On the other side, Brueg(h)el the Elder was not a physician and his painting of a yawning subject has nothing to do with dystonia. Pieter Brueghel the Elder dropped the ‘h’ from his name in 1559, one year after painting the De Gaper . Brueghel the Younger was also a painter, further confounding historically exact usage of this eponym. Dr. Gordon Gilbert, suggested that the essential sign of “Brueghel syndrome” is “a widely and dystonically opened jaw ” In reality, however, jaw-opening dystonia may occur in the setting of segmental, multifocal or generalized dystonia and may be associated with blepharospasm; application of “Brueughel syndrome” to these cases would be unnecessarily complicated and confusing.

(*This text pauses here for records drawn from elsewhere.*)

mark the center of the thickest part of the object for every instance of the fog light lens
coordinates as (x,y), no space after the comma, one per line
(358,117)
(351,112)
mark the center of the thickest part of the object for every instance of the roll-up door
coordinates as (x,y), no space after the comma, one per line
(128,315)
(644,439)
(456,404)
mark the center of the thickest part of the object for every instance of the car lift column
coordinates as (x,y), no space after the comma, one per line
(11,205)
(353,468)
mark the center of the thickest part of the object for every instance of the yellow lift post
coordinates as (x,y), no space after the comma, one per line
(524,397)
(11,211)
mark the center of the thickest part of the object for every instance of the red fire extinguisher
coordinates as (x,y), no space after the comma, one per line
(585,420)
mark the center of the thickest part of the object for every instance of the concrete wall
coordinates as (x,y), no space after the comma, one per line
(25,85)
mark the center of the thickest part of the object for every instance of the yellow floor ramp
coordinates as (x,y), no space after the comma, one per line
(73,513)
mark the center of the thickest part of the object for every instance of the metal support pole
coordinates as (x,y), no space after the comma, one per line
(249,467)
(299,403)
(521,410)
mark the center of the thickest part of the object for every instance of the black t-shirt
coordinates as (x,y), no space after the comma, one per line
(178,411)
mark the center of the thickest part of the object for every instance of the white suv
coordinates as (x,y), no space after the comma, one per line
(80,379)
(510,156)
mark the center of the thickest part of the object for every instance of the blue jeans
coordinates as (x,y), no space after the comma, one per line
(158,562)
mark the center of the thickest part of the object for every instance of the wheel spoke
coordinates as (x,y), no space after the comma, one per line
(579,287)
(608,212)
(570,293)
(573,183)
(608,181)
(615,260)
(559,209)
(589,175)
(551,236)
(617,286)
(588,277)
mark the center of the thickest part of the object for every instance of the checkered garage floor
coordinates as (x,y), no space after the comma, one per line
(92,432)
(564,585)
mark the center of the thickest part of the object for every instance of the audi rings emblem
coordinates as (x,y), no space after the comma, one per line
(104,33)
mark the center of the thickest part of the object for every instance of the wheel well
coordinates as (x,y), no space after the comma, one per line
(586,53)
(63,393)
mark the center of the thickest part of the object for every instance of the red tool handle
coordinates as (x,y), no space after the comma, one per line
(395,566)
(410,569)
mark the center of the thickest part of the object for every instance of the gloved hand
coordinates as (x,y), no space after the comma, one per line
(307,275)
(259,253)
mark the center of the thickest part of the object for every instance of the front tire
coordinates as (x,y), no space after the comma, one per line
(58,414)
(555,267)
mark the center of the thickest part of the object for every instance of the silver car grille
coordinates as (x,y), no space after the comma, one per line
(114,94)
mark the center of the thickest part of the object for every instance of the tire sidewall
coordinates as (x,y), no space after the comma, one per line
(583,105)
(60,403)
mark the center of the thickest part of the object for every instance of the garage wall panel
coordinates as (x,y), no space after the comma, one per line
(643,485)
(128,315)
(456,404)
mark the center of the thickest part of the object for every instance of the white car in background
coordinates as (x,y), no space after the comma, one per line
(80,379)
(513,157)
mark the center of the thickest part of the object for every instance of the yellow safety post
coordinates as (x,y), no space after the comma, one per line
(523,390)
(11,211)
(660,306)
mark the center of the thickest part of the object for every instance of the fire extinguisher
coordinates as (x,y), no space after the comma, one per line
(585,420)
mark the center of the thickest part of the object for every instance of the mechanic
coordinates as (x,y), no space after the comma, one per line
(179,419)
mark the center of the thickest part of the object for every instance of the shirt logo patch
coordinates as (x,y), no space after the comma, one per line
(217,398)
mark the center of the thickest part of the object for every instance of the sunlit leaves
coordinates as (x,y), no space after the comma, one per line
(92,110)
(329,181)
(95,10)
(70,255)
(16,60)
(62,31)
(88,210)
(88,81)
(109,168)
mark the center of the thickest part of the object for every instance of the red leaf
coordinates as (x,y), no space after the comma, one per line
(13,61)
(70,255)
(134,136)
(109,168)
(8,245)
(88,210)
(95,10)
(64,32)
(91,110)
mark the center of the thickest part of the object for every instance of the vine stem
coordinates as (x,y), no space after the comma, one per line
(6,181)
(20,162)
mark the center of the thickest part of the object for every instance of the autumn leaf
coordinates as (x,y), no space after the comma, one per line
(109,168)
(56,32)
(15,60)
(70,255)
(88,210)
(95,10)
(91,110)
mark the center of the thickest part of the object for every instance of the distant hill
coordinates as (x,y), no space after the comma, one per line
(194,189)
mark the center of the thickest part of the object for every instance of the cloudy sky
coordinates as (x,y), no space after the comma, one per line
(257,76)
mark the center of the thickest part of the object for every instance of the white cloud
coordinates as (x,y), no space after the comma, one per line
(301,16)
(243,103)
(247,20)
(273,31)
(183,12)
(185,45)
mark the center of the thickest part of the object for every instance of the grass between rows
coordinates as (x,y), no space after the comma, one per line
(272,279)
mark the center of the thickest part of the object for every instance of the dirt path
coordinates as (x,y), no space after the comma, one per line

In conclusion, the eponymic terms Meige syndrome and Brueghel syndrome are imprecise, have been used inconsistently for decades, and should be avoided in the classification of craniocervical dystonia. The term segmental craniocervical dystonia faithfully incorporates various blepharospasm-plus subphenotypes which appear to share common genetic and physiological underpinnings. Confident identification of genetic and environmental risk factors for segmental craniocervical dystonia may permit the developmental of better treatments which target pathways of cellular dysfunction within the central nervous system.